WhatsApp currently has about 1.5 Billion monthly active users. More than even Messenger has.
(image source: https://www.wsj.com/articles/behind-the-messy-expensive-split-between-Facebook-and-whatsapps-founders-1528208641)
Here’s what you need to know. In June 2018 Brian Acton, the last co-founder of WhatsApp remaining at Facebook left the company. Leaving behind a crapload of cash on the table (about $900 Million), but that’s beside the point.
While the co-founders of WhatsApp were still involved, they opposed monetization of the app through advertising. In fact, the co-founders included a clause in their contracts that said if Facebook inserted “additional monetization initiatives” like in-app advertising, the executives would have “good reason” to leave and accelerate the award of stock that hadn’t yet vested.

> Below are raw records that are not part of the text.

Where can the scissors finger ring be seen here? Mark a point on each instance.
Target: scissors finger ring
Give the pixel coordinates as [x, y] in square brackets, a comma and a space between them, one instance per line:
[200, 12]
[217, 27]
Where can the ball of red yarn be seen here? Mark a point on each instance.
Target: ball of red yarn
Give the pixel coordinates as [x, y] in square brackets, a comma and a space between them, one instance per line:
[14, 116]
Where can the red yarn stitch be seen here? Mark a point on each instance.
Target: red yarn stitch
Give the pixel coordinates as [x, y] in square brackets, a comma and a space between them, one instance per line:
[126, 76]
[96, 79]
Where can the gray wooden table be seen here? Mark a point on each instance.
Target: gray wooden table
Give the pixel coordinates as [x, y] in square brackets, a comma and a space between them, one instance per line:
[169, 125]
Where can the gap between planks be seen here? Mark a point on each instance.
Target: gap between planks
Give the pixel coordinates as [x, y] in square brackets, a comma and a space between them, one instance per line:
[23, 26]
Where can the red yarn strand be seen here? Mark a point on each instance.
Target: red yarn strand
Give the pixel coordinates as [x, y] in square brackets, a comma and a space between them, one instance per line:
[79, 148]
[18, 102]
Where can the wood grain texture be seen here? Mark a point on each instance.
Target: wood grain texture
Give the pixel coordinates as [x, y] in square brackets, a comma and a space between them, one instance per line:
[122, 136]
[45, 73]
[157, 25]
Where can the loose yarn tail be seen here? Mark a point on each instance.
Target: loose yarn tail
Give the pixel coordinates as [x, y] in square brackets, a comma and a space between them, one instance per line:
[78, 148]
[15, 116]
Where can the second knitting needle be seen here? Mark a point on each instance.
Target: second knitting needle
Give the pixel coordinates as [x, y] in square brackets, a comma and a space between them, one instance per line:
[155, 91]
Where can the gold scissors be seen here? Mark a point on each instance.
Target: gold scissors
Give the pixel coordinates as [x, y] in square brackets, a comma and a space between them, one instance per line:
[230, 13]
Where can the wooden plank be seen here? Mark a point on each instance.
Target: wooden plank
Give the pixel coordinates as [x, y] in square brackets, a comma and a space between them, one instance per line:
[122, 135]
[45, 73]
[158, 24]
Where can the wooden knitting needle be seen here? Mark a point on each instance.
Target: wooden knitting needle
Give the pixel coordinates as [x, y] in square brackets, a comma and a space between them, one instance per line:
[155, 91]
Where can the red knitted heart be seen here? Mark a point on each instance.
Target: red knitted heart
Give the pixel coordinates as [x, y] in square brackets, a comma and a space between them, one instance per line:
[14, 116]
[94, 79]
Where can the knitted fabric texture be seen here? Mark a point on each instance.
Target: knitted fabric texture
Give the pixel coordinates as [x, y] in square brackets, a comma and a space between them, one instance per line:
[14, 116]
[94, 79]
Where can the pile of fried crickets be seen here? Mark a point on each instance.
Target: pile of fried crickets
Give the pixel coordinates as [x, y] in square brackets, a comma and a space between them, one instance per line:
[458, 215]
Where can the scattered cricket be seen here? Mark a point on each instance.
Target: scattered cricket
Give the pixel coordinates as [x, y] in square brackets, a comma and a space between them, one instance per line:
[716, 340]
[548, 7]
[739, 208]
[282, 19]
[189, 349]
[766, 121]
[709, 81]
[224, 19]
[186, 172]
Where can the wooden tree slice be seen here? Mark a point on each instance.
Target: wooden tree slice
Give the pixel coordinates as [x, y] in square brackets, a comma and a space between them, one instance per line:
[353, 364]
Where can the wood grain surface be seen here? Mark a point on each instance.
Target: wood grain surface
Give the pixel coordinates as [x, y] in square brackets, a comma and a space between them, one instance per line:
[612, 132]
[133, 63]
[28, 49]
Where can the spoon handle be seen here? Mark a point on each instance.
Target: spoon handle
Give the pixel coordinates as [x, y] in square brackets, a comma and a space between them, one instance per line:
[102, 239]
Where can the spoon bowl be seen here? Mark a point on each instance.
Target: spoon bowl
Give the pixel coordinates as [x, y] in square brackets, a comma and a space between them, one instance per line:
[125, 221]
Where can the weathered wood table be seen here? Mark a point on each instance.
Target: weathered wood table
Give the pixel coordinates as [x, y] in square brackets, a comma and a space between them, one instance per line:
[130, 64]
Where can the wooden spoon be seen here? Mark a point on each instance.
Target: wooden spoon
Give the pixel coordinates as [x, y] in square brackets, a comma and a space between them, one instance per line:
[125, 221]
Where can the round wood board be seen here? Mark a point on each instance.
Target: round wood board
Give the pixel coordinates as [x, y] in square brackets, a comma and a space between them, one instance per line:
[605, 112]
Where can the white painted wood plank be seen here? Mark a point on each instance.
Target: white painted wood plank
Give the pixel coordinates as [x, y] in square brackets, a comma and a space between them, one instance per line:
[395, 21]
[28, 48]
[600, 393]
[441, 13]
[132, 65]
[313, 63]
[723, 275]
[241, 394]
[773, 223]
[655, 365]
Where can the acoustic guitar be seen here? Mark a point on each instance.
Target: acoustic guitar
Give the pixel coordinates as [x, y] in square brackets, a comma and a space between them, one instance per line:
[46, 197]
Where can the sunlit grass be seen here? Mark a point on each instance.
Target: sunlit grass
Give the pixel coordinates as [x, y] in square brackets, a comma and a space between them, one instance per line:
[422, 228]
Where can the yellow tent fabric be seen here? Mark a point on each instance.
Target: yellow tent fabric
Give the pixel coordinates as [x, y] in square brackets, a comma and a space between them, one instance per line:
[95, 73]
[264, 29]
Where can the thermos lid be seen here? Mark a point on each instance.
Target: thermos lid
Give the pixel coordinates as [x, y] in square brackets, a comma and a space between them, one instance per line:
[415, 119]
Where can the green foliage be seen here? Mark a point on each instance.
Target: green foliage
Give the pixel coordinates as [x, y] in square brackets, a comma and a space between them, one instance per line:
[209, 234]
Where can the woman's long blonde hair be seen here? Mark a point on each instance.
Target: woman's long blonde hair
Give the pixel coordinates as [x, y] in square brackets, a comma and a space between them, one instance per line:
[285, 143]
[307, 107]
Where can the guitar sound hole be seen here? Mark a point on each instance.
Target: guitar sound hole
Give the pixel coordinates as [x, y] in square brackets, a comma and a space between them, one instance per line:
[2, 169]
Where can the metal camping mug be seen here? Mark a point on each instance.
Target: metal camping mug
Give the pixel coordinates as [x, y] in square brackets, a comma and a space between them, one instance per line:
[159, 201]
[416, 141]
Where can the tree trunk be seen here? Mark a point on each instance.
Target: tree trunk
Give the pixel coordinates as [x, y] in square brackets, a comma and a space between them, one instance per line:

Also, Koum (the first co-founder to leave) who grew up in Soviet-era Ukraine, frequently talked about his commitment to privacy. Both of these stances put them at odds with the C-level Facebook team.
With both founders gone, Facebook is free to expand advertising. So be ready for more bots and chat ads.
One – Facebook and Instagram ad costs are rising.
Two – Messenger ads get damn low CPCs (if you know what you’re doing)
Three – This ain’t gonna last forever. Best to jump in now.
Four – There are lots of Implementations for Messenger ads. We showed you 21 case studies. But in the end success depends on whether using chat makes the experience better, easier, faster in some way.
Five – Be ready for even more chatbots and advertising options.